Fabian Boerger
· 20.05.2025
Un léger crépitement se fait entendre lorsque Jani Vahto chauffe la surface laquée du pont en acajou à l'aide d'une spirale chauffante. Quelques secondes suffisent pour que la surface autrefois dure commence à fondre comme du sirop. De petites bulles se forment et leur nombre augmente rapidement. Mais cet état ne dure que peu de temps : d'un geste décidé, le jeune Finlandais tire une lame tranchante sur la surface délicatement bouillonnante, dévoilant un autre morceau de bois brun rougeâtre.
Le simple fait d'observer ce processus monotone et répétitif est déjà apaisant. Chauffer, bouillonner, gratter. Chauffer, faire des bulles, gratter. C'est satisfaisant - sans que l'on y participe directement. Car ce court extrait est l'un des centaines de reels - de courts clips vidéo divertissants - que le jeune Finlandais a tournés et postés pour son compte sur Instagram.
Outre des aperçus des travaux typiques de la construction navale traditionnelle, on y trouve également de nombreuses autres impressions du monde des classiques : des prises de vue d'élégants yachts de la classe des mètres qui glissent majestueusement à travers l'archipel finlandais. Une autre scène montre un ponton rempli de bateaux classiques en bois fraîchement vernis qui brillent sous le soleil d'été. Toutes ces impressions ont un effet rafraîchissant.
Ils sont comme un baume pour l'âme dans le flux incessant de courts clips qui inondent désormais les réseaux sociaux. Les vidéos se distinguent de la masse et touchent manifestement une corde sensible chez les spectateurs. Des milliers de personnes aiment ces vidéos ; plus de 140.000 personnes suivent le jeune Finlandais sur Instagram. Son compte compte aujourd'hui "classicboatsfinland" parmi les plus grands points de contact pour les amateurs de bateaux classiques - qu'il s'agisse de voiliers ou de yachts à moteur - que l'on trouve sur la plate-forme. "Tous les efforts, l'amour du métier et la passion - je pense que cela se voit dans les vidéos", dit Vahto. Selon lui, cela interpelle aussi les personnes qui n'ont en fait que peu de choses à voir avec les bateaux restaurés. "Eux aussi reconnaissent la beauté et la particularité de ces projets".

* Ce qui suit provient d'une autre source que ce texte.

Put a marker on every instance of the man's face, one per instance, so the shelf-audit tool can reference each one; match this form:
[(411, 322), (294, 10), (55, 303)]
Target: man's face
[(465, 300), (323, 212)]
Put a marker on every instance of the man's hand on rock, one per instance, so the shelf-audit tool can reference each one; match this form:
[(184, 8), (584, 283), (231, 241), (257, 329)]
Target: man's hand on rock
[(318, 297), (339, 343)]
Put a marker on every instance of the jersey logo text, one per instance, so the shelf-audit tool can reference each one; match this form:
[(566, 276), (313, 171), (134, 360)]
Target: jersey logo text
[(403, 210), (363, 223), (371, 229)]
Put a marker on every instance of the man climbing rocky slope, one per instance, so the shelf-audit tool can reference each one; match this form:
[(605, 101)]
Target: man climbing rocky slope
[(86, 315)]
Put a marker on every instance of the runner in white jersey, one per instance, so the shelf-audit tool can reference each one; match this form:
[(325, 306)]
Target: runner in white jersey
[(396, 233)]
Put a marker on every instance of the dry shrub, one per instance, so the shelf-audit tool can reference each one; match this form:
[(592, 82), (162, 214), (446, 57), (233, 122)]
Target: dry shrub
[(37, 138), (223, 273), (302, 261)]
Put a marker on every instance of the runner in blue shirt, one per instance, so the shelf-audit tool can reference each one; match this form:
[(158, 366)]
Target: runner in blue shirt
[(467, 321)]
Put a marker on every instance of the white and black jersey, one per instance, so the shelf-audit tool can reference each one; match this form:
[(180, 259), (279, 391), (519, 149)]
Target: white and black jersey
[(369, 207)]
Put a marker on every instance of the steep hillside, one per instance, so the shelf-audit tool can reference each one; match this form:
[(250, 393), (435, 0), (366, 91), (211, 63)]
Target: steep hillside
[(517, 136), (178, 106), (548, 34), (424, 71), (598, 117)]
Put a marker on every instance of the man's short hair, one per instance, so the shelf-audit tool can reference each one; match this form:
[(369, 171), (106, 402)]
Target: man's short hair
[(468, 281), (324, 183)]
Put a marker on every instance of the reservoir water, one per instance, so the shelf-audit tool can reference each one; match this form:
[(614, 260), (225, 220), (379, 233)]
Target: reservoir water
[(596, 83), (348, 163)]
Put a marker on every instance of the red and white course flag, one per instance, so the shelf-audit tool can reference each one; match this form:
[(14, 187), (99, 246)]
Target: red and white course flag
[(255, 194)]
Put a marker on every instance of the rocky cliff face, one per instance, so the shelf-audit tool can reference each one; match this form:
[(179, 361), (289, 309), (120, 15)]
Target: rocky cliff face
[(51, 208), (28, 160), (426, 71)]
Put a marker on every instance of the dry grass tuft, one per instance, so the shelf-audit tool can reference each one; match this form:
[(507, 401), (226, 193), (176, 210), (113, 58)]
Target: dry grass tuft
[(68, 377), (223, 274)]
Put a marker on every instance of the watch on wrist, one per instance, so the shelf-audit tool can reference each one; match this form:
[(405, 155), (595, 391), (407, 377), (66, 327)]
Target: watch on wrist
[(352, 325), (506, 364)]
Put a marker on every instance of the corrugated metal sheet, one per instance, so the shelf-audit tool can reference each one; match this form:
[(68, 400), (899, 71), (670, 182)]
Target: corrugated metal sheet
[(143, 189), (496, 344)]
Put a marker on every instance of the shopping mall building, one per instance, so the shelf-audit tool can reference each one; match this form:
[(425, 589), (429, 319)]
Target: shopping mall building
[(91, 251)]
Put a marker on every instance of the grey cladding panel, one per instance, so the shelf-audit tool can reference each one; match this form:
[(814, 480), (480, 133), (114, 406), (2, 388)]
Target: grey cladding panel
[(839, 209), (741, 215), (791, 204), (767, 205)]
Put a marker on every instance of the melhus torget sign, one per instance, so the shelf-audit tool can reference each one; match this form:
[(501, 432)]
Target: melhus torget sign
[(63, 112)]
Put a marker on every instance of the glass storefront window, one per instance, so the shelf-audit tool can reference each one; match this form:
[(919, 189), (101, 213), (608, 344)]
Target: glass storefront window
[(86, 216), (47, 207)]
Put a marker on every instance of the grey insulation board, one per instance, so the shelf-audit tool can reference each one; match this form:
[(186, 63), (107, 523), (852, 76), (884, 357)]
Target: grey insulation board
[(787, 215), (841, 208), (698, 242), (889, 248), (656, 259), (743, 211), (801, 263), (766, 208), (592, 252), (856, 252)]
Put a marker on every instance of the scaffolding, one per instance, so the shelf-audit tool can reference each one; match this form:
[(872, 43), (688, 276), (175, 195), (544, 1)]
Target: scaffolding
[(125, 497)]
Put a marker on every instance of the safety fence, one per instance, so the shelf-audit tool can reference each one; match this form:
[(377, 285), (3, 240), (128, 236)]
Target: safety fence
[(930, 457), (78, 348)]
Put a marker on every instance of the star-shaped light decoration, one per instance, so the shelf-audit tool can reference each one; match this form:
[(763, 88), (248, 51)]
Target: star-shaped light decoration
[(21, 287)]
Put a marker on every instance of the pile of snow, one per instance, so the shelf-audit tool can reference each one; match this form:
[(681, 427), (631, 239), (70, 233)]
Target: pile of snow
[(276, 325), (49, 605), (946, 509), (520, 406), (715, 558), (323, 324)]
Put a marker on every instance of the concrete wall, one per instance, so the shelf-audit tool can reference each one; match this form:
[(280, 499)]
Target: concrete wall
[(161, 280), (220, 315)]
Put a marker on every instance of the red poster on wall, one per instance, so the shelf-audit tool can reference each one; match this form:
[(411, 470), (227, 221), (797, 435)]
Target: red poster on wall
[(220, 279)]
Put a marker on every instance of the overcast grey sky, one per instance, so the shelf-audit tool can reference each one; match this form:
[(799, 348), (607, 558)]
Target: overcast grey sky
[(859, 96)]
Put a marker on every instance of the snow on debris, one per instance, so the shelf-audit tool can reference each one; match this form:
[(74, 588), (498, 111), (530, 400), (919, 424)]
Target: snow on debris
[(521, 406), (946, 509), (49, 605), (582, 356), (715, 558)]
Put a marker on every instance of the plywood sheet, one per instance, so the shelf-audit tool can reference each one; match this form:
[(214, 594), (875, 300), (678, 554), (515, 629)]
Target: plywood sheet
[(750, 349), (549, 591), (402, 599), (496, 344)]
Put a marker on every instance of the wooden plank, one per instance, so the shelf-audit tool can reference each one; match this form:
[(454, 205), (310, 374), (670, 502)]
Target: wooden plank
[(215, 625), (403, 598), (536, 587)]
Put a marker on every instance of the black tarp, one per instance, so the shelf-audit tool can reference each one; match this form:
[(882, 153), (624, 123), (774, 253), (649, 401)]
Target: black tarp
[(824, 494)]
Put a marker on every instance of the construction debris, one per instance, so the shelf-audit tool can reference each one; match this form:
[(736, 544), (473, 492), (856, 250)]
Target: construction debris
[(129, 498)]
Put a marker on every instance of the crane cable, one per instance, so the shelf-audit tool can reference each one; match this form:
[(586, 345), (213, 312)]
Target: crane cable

Mais ce n'est pas seulement dans l'espace numérique que la vie de ce jeune homme de 32 ans est marquée par le vieux bois et le vernis frais. Les bateaux classiques occupent une grande partie de sa vie. Une visite à son domicile permet de s'en rendre compte rapidement. Il se trouve à Turku, la plus ancienne ville de Finlande, à environ deux heures de route de la capitale Helsinki. Un entrepôt situé à quelques kilomètres du centre-ville est l'un des nombreux endroits où sont entreposés certains de ses trésors. Sur le site d'une gravière locale, une poignée de voitures classiques en bois sont alignées sur une surface équivalente à deux terrains de tennis.
Ça sent les solvants. Des baguettes en bois, des étaux, des pièces de bateau en tout genre, des pinceaux et de vieux pots de peinture sont posés sur des tables d'appoint ou entreposés entre les bateaux. Des pièces en laiton poli sont alignées sur des étagères en fer à plusieurs niveaux. Des taquets, des boutons de porte, des supports pour les hampes de drapeau ou les tringles à rideaux. La coque de l'un des bateaux est masquée, une bâche est posée en dessous. La surface des planches a des reflets huileux. "Il ne faut surtout pas y toucher, ça fait un bazar infernal", dit Vahto en expliquant que les bois sont imprégnés d'une teinture spéciale pour les rendre résistants à l'eau.
Un yacht de salon presque centenaire attend toujours d'être restauré. La peinture s'écaille, le bois semble terne, la coque est épuisée. Des parties de la superstructure ont déjà été démontées. Il manque des planches de fond, des instruments et le gouvernail. C'est ici, parmi tous les bateaux, les composants et les boîtes de peinture, que se trouve le centre de la vie de ce jeune homme de 32 ans. Avec son père, Esko Vahto, il collectionne et restaure de vieux bateaux en bois. Actuellement, il s'agit d'une vingtaine de bateaux, dont des yachts de salon des années 20 et 30 et un day cruiser des années 50, auxquels ils donnent peu à peu une nouvelle vie.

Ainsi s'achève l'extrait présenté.